Regione Campania,Gruppi di Azione Locale (GAL), Ministero per lo Sviluppo: questi sono gli Enti da cui promanano le attuali novità in tema di incentivi. Come sempre, ne parliamo con il Dott. Giuseppe Arleo, dottore commercialista esperto di finanziamenti alle imprese, che è ormai il nostro punto di riferimento per quanto riguarda gli aggiornamenti sulle evoluzioni delle normative di settore.

Partiamo dalla Regione Campania. Per le PMI campane c’è una misura del tutto nuova di accesso al mercato dei capitali. Di che si tratta?

“In Regione Campania è attivo il bando “Garanzia Campania Bond” con una dotazione di 37 milioni che per la prima volta vede l’emissione di titoli obbligazionari da parte delle Pmi assistiti da Garanzia pubblica. Questo strumento di finanza alternativa, coordinato dal Raggruppamento Temporaneo di Imprese costituito da Mediocredito Centrale e FISG – Gruppo Banca FININT, permette di ottenere liquidità a condizioni economiche più vantaggiose e competitive, e soprattutto, senza dover concedere alcuna garanzia reale. Le domande possono essere presentate fino al 9 dicembre.”

Parliamo di finanza locale. Diversi GAL  hanno partecipato con successo al bando della Regione Campania, ottenendo l’approvazione del Piano di Sviluppo Locale, presentato per accedere ai fondi dell’Asse Leader, nell’ambito del Programma di Sviluppo Rurale (PSR) regionale.

“Ottima la pianificazione dei fondi pubblici attuata dai Gal che sono riusciti con una buona programmazione ad affiancare agli incentivi diretti della Regione Campania anche questa formula “indiretta”. Ottimi i risultati del Gal “Terra e Vita” e del Gal “Cilento Regeneratio”. Il primo, che comprende il territorio dell’agro nocerino-sarnese, parte della Valle dell’Irno e della Costiera Amalfitana, ha presentato ben otto avvisi; il secondo, che abbraccia un ampio comprensorio costituito dai Comuni del Parco Nazionale del Cilento, Vallo di Diano e del Calore, con la strategia denominata “I Borghi della Dieta Mediterranea” si è collocato alla seconda posizione della graduatoria regionale.”

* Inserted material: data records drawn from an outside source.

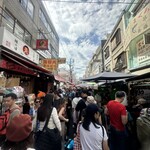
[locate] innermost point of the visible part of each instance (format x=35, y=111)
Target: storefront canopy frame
x=24, y=62
x=140, y=77
x=109, y=76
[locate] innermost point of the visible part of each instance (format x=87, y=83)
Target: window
x=118, y=36
x=30, y=9
x=27, y=37
x=116, y=40
x=19, y=31
x=8, y=20
x=28, y=6
x=43, y=18
x=106, y=52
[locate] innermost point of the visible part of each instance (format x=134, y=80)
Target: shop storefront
x=20, y=64
x=137, y=42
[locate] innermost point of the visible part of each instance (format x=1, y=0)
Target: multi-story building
x=95, y=65
x=137, y=36
x=22, y=22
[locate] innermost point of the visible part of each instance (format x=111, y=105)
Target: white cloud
x=79, y=23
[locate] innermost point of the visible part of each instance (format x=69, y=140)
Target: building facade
x=127, y=48
x=22, y=22
x=137, y=37
x=95, y=65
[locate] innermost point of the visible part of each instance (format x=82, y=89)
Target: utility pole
x=71, y=67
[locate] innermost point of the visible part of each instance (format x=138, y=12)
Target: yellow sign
x=61, y=60
x=139, y=24
x=143, y=52
x=50, y=64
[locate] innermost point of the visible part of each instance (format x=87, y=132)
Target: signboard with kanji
x=42, y=44
x=61, y=60
x=50, y=64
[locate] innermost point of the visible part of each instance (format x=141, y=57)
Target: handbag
x=48, y=139
x=77, y=143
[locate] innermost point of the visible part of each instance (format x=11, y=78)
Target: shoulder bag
x=48, y=139
x=77, y=143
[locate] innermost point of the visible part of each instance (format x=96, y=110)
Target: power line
x=96, y=2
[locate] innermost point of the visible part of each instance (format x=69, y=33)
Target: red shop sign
x=42, y=44
x=15, y=67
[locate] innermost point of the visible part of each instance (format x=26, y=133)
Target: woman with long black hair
x=92, y=133
x=48, y=126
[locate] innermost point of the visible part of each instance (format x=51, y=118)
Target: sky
x=81, y=27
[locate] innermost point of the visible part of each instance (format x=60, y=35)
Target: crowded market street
x=74, y=74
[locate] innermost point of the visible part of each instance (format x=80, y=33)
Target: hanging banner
x=9, y=41
x=42, y=44
x=61, y=60
x=50, y=64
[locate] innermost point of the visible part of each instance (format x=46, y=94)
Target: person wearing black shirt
x=81, y=104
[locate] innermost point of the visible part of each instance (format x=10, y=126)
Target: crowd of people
x=50, y=120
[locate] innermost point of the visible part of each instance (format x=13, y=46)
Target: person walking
x=47, y=125
x=81, y=105
x=92, y=134
x=118, y=119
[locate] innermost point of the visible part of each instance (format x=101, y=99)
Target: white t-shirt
x=75, y=101
x=92, y=140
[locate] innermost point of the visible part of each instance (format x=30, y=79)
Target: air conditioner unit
x=146, y=38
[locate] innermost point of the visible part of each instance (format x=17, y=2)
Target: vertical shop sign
x=50, y=64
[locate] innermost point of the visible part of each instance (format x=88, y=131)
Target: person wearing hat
x=90, y=100
x=93, y=135
x=19, y=133
x=81, y=104
x=10, y=102
x=118, y=119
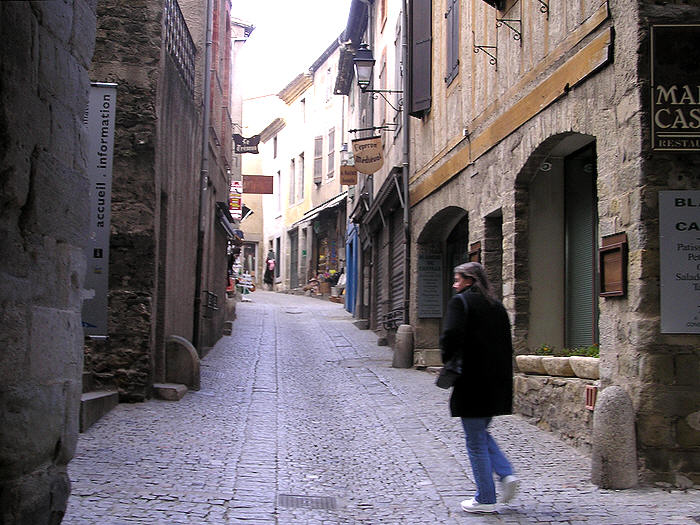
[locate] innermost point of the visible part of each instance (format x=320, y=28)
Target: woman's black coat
x=483, y=339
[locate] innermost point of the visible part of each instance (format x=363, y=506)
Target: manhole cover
x=306, y=502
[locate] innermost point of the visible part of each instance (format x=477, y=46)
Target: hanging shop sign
x=679, y=229
x=675, y=87
x=245, y=144
x=369, y=154
x=99, y=120
x=235, y=202
x=257, y=184
x=348, y=175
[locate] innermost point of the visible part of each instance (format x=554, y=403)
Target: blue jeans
x=485, y=457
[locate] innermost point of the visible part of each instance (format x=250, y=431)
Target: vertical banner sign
x=675, y=87
x=679, y=227
x=429, y=285
x=235, y=205
x=99, y=122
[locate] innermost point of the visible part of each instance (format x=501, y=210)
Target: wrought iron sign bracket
x=509, y=23
x=493, y=60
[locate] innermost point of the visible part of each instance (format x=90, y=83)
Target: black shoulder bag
x=453, y=368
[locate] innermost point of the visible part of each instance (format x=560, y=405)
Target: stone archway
x=436, y=245
x=556, y=244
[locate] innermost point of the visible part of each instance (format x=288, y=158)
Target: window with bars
x=331, y=153
x=318, y=160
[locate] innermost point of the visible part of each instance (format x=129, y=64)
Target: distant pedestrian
x=269, y=276
x=477, y=330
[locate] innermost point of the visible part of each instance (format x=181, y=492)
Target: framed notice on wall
x=429, y=285
x=679, y=227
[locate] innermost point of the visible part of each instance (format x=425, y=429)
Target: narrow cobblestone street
x=302, y=420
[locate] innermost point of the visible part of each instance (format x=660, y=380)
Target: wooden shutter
x=397, y=261
x=452, y=16
x=581, y=248
x=421, y=42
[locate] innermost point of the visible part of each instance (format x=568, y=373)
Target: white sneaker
x=510, y=488
x=471, y=505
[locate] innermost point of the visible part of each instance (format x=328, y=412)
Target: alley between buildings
x=302, y=420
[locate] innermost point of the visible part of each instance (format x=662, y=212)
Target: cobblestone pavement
x=302, y=420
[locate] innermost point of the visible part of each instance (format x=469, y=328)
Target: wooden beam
x=583, y=64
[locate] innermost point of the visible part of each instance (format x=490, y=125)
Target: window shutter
x=421, y=39
x=318, y=160
x=452, y=16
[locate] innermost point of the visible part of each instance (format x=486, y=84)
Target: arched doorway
x=558, y=232
x=441, y=245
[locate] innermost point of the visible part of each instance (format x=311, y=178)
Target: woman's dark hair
x=481, y=281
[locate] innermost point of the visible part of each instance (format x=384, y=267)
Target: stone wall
x=660, y=372
x=663, y=370
x=45, y=54
x=556, y=404
x=127, y=52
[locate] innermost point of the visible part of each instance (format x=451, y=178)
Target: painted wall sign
x=369, y=154
x=257, y=184
x=675, y=87
x=679, y=227
x=348, y=175
x=245, y=144
x=430, y=282
x=99, y=122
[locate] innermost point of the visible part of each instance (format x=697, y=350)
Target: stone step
x=94, y=405
x=169, y=391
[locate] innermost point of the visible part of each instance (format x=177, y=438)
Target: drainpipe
x=203, y=179
x=404, y=168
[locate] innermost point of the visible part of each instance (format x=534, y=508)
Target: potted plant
x=532, y=363
x=584, y=361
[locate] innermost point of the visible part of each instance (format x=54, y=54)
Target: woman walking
x=477, y=333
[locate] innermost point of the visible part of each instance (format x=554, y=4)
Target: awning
x=330, y=203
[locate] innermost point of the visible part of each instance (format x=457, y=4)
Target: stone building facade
x=44, y=63
x=170, y=222
x=305, y=219
x=530, y=148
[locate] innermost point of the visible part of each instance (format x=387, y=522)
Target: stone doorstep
x=169, y=391
x=94, y=405
x=88, y=383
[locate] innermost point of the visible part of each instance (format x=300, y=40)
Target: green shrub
x=585, y=351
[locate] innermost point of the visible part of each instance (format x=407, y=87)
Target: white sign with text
x=679, y=228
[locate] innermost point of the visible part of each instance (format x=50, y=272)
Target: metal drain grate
x=307, y=502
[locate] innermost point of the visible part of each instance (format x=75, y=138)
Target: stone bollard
x=614, y=464
x=403, y=353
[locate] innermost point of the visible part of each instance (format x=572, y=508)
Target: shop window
x=420, y=45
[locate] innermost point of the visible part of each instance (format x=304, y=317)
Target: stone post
x=614, y=441
x=403, y=353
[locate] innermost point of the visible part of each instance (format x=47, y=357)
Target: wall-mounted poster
x=679, y=227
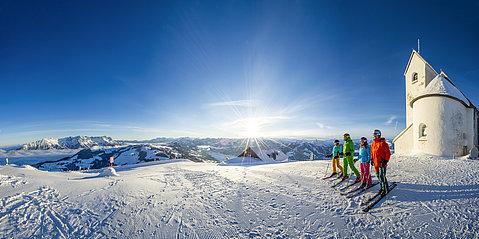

Ci sono novità per quanto riguarda l’incentivo Resto al Sud gestito da Invitalia?

“Siamo ancora in attesa, invece, della pubblicazione in Gazzetta Ufficiale dell’ampliamento ai professionisti e agli under 46. Davvero una lungaggine poco accettabile visto che l’approvazione delle modifiche è del dicembre scorso.”

 Si attendevano novità anche per le misure “Nuove imprese a tasso zero” e “Smart & Start”

” Sì, sono infatti operative le modifiche previste nel Decreto Crescita relative ai bandi “Nuove Imprese a tasso zero” e “Smart & Start”. Per il primo incentivo, rivolto ai giovani fino a 35 anni e alle donne di qualsiasi età che vogliono avviare una micro o piccola impresa, le novità riguardano la platea delle imprese ammissibili, che possono essere costituite fino a 60 mesi prima della domanda; la durata del mutuo agevolato, ampliato da 8 a 10 anni; l’entità delle spese ammissibili, che aumenta in base all’anzianità di iscrizione e l’importo massimo delle spese ammissibili, esteso fino a 3 milioni. Per quanto riguarda “Smart & Start”, a seguito delle modifiche, le start-up innovative iscritte alla sezione speciale del registro delle imprese potranno beneficiare di maggiore semplificazione e accelerazione delle procedure”.

La nuova manovra economica, presentata col DEF, ha parlato di “Green New Deal”, una svolta “verde” che guarda con attenzione ai cambiamenti climatici, alla alla riconversione energetica, alla protezione dell’ambiente. Quali i finanziamenti?

E’ attivo il nuovo bando nazionale relativo all’ambiente con la misura FER1 che prevede scadenze cicliche e pluriennali al fine di ottenere incentivi per investimenti rispettosi del “green”. L’ambito di intervento riguarda le fonti rinnovabili (impianti fotovoltaici, idroelettrici, a gas residuati da processi di depurazione, ed eolici).

Innovazione, Tecnologia, Start-Up, questi sono i settori sotto i riflettori della finanza agevolata. Quali sono gli altri settori che secondo lei meriterebbero attenzione?

“Si auspica sicuramente un aumento degli incentivi, special modo verso quei settori che da moltissimo tempo sono trascurati come il commercio, i servizi ed il turismo.”